First of all, thanks for constructive response! Mikhail, you are absolutely right that on multi-CPU systems multiple reads/writes in parallel threads significantly improve performance. The detailed description of emulated Proactor was of the scope of this article. It the latest version of J5Proactor (
http://www.terabit.com.au/J5Proactor-1.0.zip) code completion dispatcher works in handler thread. Actually, Proactor thread can be in one of 3 states: LEADER (checks/waits for readiness events), HANDLER (really performs I/O) and dispatches completions, FOLLOWER (waits for be leadership). When leader thread goes to HANDLER state, it passes leadership to the of the FOLLOWER threads and after that performs I/O and calls user handler. J5Proactor works much faster that on old JavaProactor-1.4 on multi-CPU boxes.
The diagrams show result of old Proactor (J5Proactor was under development at the time of preparation article).

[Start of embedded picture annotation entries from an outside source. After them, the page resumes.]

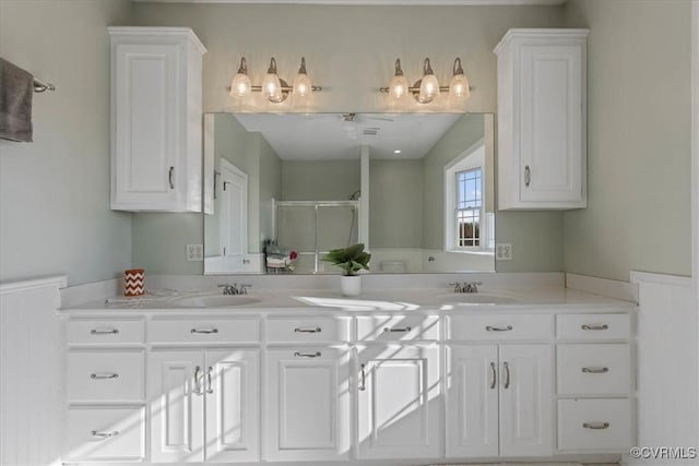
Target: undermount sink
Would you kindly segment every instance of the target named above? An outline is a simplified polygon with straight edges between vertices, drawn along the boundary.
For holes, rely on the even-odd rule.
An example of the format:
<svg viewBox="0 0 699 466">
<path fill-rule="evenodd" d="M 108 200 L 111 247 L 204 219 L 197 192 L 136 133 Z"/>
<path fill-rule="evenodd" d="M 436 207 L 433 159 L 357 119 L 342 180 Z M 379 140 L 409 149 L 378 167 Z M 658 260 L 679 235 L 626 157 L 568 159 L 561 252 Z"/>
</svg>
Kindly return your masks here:
<svg viewBox="0 0 699 466">
<path fill-rule="evenodd" d="M 507 304 L 517 302 L 517 299 L 503 295 L 490 295 L 487 292 L 452 292 L 442 295 L 442 302 L 450 304 Z"/>
<path fill-rule="evenodd" d="M 179 308 L 230 308 L 259 301 L 259 299 L 240 295 L 196 295 L 174 299 L 171 303 Z"/>
</svg>

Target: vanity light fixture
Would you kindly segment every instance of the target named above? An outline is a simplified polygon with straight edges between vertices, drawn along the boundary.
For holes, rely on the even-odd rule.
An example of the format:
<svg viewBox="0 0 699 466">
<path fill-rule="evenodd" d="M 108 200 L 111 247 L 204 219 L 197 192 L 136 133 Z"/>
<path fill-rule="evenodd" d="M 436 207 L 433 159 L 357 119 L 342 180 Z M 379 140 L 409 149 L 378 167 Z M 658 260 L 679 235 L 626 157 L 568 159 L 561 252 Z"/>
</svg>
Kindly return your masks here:
<svg viewBox="0 0 699 466">
<path fill-rule="evenodd" d="M 395 73 L 391 79 L 389 87 L 380 87 L 380 92 L 388 93 L 393 99 L 400 99 L 405 94 L 413 95 L 415 100 L 420 104 L 429 104 L 437 98 L 440 92 L 448 92 L 450 99 L 466 100 L 471 97 L 471 86 L 461 65 L 461 58 L 454 60 L 453 76 L 449 86 L 440 86 L 435 72 L 433 71 L 429 58 L 423 62 L 423 77 L 415 82 L 412 86 L 407 84 L 407 80 L 401 69 L 401 59 L 395 60 Z"/>
<path fill-rule="evenodd" d="M 318 91 L 322 91 L 322 87 L 312 85 L 306 72 L 306 58 L 304 57 L 301 57 L 301 65 L 298 69 L 298 74 L 294 79 L 292 86 L 276 73 L 276 59 L 274 57 L 270 60 L 270 68 L 266 70 L 266 74 L 262 80 L 262 85 L 253 86 L 248 75 L 248 62 L 245 57 L 242 57 L 238 72 L 233 77 L 229 87 L 232 97 L 246 97 L 251 92 L 259 92 L 273 104 L 286 100 L 291 93 L 299 97 L 306 97 L 311 92 Z"/>
</svg>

I see nothing bad in design where event demultiplexor and thread pool are embedded in single entity. What is the better alternative? Thread-per-connection is easy, but not scalable. We have the old goal to process M connections in N threads, where
M >> N. I think optimal N is equal the number of CPUs; more threads dont improve performance. So we still have to deal with thread pool. Thanks, again.